Поутру я обжег чаем язык, подошел к зеркалу, высунул язык, чтобы оглядеть его и вдруг подивился уродству портрета: этот высунутый влажный алый язык был противоестественен всякой красоте. Я поморщился, закрыл глаза, потряс головой, избавляясь от виденья…

Зеркало висело на стене за шкапом. Далее, ближе к углу, была печь в изразцах, за печью — простенок. В тот миг, когда я отходил от зеркала, боковым зрением отметил мимолетно некий предмет в обыкновенно пустовавшем простенке. Я тотчас остановился и замедленно оборотил голову. Коротконогое, безголовое туловище спиной упиралось в самый угол, окровянив пастораль обоев; одна нога была занесена на подставку для чистки обуви, левая рука засунута в карман фрака. Я тотчас узнал серенький поношенный фрачный гарнитур, в который нарядился Исидор Вержбицкий, отправляясь в редакцию.

Колени ослабели.

— Исидор, Исидор… — шевельнулись мои губы. В тот же миг показалось, как туловище качнулось, двинулось ко мне. Я ощутил плечом чье–то прикосновение, прерывистое дыхание у груди. Ноги мои подкосились, стена с окном понеслась вверх, я — вниз…

Вечером того же дня я вернулся в свой опустевший подъезд, в комнатенку на втором этаже. Правильнее сказать не вернулся, а примчался почти что в беспамятстве, очнувшись после долгого лежания на полу.

Всю ночь я не сомкнул глаз. Окажись еще не так давно в подобном положении, я принялся бы лихорадочно соображать, как быть, перебирать в уме вероятные пути спасения. Ныне я с твердостью знал, что спасение едва ли возможно, что за мной придут.
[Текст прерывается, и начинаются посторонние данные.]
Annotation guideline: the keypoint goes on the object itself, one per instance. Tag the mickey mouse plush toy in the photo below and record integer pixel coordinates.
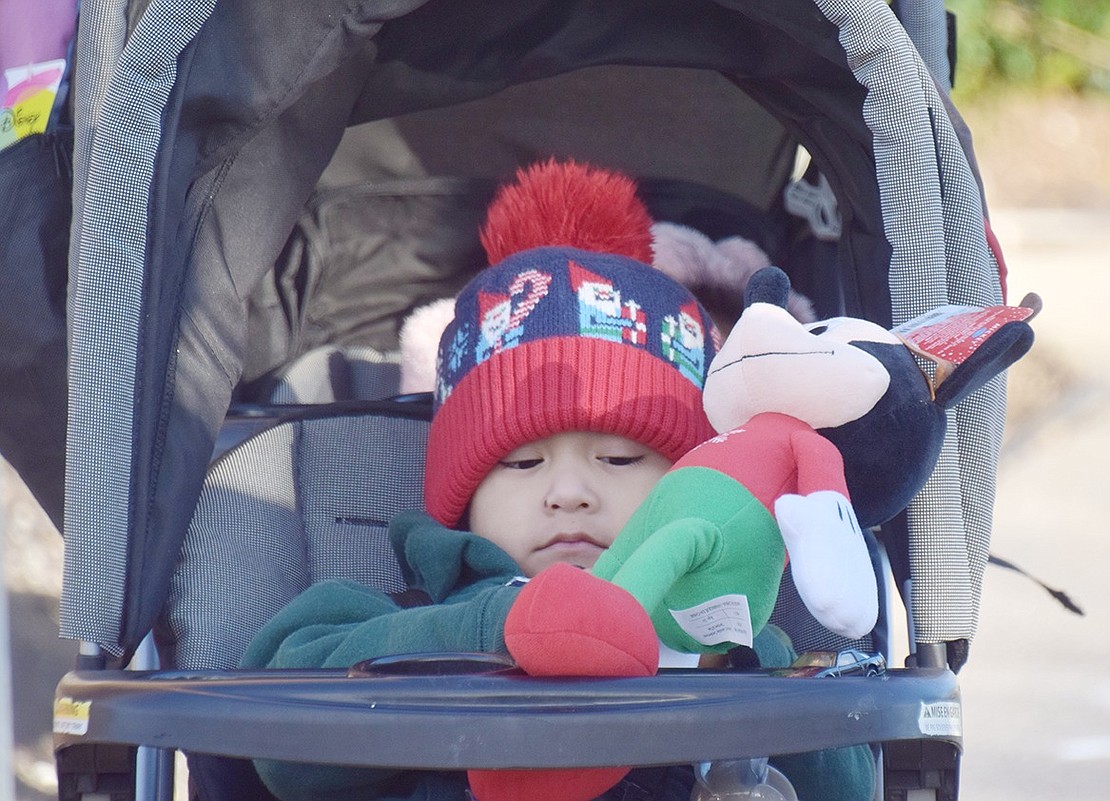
(823, 426)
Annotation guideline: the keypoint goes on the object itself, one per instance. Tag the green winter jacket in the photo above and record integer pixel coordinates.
(471, 584)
Я ждал напряженно, мучительно, но за окном светлело, а шагов по лестнице так и не было слыхать. Я растопил печь, нагрел воду на плите и взялся править бритву, дабы привести свой вид в соответствие важности намеченного мною на сегодня поступка: я намеревался подать прошение о направлении в действующую армию. Вымыв голову, просушил волосы полотенцем, побрился и подошел к комоду за чистой нижней рубахой. Этот комод высотой едва доходил мне до пояса. Отворив дверку, не пригибаясь, я сунул руку, но вместо стопки белья нащупал чьи–то волосы. Я похолодел, не убирая руки, заторможено присел, чтобы в ужасе одеревенеть — с полки на меня бездумно смотрела отрезанная голова Исидора. Щека разодрана, склеры глаз окровянились, язык прикушен.

— Подойди к окну, — услыхал я за спиной.

Меня точно кипятком обожгло. Я привстал, обернулся, но никого не обнаружил. Зазвонили колокола. Я послушно двинулся к окну.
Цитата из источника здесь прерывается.